Ona bu mağduriyeti yaşatan ve FETÖ konusunda kendisi meşkuk rektör uğraşmaya devam ediyor hala.

Hocayı üniversitesinde değil de, başka bir üniversitede göreve başlatmak için hala şerir tavrına devam ediyor..!

Buyursun çıksın birisi; Hocanın çevresine, ailesine ve çocuklarına bu durumu izah etsin, edebilirse...!

Benzeri örnekleri onlarca, yüzlerce çoğaltmak mümkün.

Sürekli benzeri şikayet ve yakınmaları işitiyoruz.

Şunu önemle belirtmek istiyorum burada;

Dile getirdiğim konulardaki şahıslarla ilgili “suçlu/suçsuz” hükmünü tabi ki yargı verecektir.

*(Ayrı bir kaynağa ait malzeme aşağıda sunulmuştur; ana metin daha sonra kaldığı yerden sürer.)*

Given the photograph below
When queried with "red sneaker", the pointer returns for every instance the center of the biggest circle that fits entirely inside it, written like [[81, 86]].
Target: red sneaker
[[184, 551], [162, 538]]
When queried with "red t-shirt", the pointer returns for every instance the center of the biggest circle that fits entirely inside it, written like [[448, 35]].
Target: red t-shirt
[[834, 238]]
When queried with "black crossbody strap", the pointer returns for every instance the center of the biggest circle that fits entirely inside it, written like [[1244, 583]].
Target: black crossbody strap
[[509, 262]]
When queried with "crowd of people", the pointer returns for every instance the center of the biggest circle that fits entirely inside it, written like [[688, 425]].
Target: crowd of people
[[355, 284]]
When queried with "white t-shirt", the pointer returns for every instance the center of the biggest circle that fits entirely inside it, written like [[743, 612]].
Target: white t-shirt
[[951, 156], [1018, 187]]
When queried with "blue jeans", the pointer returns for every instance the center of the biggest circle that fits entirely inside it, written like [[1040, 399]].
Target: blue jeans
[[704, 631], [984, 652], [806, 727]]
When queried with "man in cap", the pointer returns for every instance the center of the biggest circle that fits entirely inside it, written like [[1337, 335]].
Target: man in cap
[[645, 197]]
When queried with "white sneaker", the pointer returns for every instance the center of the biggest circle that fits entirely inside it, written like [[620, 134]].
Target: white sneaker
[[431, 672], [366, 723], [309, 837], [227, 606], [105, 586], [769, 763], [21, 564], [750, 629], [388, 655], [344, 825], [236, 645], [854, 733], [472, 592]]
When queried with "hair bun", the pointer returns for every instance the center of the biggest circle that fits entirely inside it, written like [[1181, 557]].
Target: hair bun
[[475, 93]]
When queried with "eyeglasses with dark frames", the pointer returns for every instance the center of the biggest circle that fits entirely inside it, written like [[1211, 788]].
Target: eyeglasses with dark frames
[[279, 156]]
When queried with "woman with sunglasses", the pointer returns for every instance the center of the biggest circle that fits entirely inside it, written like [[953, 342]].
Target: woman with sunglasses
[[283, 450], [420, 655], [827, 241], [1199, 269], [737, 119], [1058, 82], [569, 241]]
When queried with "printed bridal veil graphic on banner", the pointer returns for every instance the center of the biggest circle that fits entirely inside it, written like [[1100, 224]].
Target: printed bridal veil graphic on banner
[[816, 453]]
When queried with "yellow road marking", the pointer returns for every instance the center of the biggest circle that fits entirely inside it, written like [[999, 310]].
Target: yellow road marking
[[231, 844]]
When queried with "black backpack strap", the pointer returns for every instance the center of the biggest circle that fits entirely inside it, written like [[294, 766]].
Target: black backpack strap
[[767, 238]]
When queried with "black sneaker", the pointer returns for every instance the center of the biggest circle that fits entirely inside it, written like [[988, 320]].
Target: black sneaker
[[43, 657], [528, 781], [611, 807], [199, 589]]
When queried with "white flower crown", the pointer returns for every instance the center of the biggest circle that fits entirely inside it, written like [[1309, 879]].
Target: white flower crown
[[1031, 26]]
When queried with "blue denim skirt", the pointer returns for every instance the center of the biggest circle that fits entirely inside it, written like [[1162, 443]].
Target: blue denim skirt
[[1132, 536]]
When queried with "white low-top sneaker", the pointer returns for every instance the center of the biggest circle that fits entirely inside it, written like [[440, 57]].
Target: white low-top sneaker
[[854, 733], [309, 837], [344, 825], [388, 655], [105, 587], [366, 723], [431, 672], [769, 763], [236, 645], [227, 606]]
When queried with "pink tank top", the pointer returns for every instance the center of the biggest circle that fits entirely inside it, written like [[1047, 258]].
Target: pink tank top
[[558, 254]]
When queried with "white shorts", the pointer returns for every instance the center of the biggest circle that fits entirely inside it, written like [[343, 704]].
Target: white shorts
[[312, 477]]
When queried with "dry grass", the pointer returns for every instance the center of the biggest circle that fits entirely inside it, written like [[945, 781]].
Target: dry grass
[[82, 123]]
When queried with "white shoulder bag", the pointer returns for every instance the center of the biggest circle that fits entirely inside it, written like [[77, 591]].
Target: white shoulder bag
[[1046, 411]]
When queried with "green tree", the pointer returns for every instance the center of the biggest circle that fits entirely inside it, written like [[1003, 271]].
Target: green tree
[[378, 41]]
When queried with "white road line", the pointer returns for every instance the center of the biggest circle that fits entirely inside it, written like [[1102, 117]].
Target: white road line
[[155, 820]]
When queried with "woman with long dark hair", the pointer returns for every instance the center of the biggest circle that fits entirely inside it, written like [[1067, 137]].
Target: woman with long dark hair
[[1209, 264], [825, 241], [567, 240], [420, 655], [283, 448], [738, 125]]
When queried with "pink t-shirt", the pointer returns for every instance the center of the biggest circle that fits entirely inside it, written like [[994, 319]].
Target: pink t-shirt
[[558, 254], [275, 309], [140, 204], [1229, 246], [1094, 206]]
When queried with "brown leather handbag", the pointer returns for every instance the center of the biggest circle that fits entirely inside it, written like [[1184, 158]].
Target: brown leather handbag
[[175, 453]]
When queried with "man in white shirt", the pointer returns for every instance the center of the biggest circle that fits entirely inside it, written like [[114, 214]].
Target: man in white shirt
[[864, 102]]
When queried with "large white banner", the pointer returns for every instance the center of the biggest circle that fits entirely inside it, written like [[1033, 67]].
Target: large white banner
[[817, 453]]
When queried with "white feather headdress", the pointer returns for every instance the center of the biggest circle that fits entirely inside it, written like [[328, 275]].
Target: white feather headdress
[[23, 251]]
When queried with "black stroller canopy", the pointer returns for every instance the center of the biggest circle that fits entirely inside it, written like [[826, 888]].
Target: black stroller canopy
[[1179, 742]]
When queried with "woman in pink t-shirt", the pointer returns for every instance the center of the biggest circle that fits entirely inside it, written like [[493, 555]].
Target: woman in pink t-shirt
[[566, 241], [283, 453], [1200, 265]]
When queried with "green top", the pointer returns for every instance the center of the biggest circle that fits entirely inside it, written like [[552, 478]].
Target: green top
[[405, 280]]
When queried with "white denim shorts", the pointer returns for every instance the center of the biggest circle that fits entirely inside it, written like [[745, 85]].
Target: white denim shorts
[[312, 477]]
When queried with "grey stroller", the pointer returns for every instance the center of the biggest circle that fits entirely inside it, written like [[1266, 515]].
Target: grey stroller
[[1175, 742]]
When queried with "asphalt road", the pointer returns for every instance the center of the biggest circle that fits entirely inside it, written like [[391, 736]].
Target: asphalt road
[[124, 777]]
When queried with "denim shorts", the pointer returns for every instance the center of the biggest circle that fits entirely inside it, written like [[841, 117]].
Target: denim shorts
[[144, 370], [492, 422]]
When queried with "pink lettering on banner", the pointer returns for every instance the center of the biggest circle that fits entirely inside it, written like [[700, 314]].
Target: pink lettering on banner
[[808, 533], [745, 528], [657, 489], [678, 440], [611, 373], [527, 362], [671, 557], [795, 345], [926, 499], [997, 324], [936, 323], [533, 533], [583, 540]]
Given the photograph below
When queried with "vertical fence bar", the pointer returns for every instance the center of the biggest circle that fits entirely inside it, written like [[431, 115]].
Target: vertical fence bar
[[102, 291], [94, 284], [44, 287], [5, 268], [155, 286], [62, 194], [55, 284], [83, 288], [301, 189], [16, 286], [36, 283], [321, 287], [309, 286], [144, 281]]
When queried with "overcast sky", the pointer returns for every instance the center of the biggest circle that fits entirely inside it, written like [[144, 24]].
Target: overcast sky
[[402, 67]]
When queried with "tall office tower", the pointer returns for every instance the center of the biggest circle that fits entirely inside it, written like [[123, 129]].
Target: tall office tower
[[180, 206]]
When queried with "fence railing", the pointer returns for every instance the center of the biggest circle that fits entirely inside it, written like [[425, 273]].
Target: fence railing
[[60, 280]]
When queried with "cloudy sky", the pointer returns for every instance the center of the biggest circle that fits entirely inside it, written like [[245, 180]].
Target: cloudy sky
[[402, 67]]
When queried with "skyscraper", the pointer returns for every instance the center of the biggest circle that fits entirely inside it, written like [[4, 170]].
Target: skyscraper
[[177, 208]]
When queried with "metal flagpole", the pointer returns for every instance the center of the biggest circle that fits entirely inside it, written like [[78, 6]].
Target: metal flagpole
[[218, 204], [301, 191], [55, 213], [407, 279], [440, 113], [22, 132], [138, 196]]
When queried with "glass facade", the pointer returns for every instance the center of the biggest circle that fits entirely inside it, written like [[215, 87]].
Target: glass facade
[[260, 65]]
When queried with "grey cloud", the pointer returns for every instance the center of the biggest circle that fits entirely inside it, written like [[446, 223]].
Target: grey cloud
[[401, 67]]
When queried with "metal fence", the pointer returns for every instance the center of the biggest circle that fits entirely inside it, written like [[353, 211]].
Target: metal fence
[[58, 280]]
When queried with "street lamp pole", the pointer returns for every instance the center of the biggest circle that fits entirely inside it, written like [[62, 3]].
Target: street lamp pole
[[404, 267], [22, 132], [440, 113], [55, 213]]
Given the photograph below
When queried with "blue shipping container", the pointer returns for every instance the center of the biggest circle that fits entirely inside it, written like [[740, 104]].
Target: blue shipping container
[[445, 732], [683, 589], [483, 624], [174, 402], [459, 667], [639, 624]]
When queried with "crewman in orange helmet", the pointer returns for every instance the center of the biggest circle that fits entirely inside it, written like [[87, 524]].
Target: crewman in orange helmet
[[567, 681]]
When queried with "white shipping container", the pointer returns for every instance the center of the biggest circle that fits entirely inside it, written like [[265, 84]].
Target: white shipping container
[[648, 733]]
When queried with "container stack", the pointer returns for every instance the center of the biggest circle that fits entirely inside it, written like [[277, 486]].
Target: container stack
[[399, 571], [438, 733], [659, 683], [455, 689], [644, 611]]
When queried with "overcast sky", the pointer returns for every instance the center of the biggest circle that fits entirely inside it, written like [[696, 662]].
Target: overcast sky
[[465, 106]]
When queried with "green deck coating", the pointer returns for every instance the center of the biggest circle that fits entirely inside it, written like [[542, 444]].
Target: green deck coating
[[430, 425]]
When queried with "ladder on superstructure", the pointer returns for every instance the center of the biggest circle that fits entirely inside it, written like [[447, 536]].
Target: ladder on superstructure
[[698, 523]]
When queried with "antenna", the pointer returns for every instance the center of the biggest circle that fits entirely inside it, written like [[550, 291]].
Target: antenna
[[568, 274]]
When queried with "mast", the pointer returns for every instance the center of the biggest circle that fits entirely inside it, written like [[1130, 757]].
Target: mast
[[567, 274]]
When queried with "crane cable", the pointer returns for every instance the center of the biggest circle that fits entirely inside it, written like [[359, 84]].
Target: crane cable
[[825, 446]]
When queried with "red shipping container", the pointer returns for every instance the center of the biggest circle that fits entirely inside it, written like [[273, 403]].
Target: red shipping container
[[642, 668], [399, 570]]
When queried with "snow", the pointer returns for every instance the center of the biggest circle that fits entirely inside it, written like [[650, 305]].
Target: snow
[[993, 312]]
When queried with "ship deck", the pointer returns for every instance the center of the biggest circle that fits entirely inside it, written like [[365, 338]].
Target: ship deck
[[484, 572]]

Bu kişilerle ilgili asla bir itham ve yargısız infaz söyleminde bulunuyor değilim ve bulunmam.

Şu veya bu şekilde ve zamanda, yargı bu kişilerle ilgili hükmü verecektir.

Ben konunun farklı bir boyutuna parmak basmak istiyorum.

Velev ki”, bu kişiler yargıda beraat ettiler veya “kovuşturmaya yer yok” kararıyla yargısal süreç sonlandı.

Şuyu vukuundan beterdir” sözünü tam da bu nokta için söylemiştim.

Halk nezdinde FETÖ içerikli soru işaretleri bitmemişken, bazı yaşanmışlıklar ve geçmişe dair bilinen bazı olaylar canlı iken; bu kişiler neden kamuoyunca bilinirlik arzeden görevlere getiriliyor.

Mahkeme kararı mı var da,  bunlar bu göreve getiriliyor.!

Ortalama Vatandaş”lar ve/veya onların çocukları, yakınları beraat ettiğinde veya “haklarında kovuşturmaya yer yok” kararı verildiğinde eski görevlerine bile iade edilmezken, bu insanların tebarüz ve temayüz etmiş vasfı ve vazgeçilmezliği nedir ki; “ödüllendirilerek” bürokratik veya siyasi göreve getiriliyorlar..!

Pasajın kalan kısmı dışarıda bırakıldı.